Instructor: [00:00] We start with an initial state that has a cards attribute defining an array of card objects. We also have a Left that keeps track of the number of moves the player has left, and finally, a moves counter, that increments every time the player makes a move.

[00:13] Popping over to our answer model, we have a function, selectCard, that takes a string to a state, appStateOfUnit. selectCard selects a given card in our Cards array. To decrement the moves left, we defined this decLeft transition that takes a unit to a state, appStateOfUnit.

[00:30] Last but not least, we have incMoves that also takes a unit to a state appStateOfUnit, which we use to increment the moves a player has taken. Because both these transitions always happen at the same time, we've combined incMoves and decLeft into this Kleisli composition called the applyMove that, you guessed it, takes a unit to a state appStateOfUnit.

[00:54] We would like all of these transitions to occur when the player provides an answer. We create this answer transition that takes an ID for the answer. We define answer as a function that takes a string and returns us a brand-new state, appStateOfUnit.

[01:09] To see how we get the ID into our state, let's first lift it into a state instance using state.of, giving it our ID. To keep leakage to a minimum, the only thing we'll export from this file is our answer transition, keeping the others safe from prying eyes.

[01:25] To see what this is doing by lifting our ID with Of, let's move to the top of our index and we'll import our answer function from its location at dataModelAnswer. We'll take a quick peek at what resides in our resultant by replacing our state in this log function with a call to answer, providing it an ID of green-square, which gives us back a state instance, ready to be run.

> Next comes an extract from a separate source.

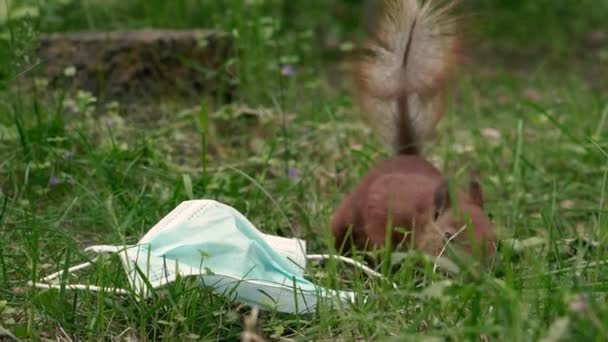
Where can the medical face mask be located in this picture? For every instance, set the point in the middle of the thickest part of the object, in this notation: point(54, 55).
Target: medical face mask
point(224, 251)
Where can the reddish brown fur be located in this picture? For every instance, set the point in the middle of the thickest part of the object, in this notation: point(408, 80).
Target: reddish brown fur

[01:51] AsOf lifts a value into the resultant. We pass our state to evalWidth, getting back the expected green-square, and a quick call to exec(with) shows that nothing has happened to our state. With our resultant populated, we chain in a call to selectCard, which passes it our resultant, selecting the first card in our Cards array.

[02:10] By calling evalWith, we find that after the transition we now have a unit in our resultant, which is exactly what we need for applyMove, allowing us to just chain it in and apply those transactions, as we see here by calling exitWith to peek at our state.

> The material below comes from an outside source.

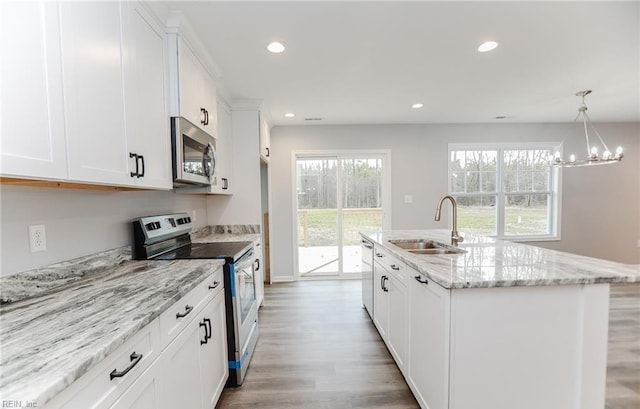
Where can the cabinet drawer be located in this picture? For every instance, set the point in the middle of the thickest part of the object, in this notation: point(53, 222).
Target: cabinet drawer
point(180, 314)
point(106, 381)
point(391, 263)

[02:26] Now that we have a working flow, we can remove this argument and use composeK to combine our Kleislis into one Kleisli with applyMove coming after selectCard. Now we rid ourselves of this junk in our trunk and save it down to verify we're all good. Then we'll peep the resultant to find our expected unit.

[02:44] By combining all three of these distinct transactions, we now have one transition that we can use with a single Redux action.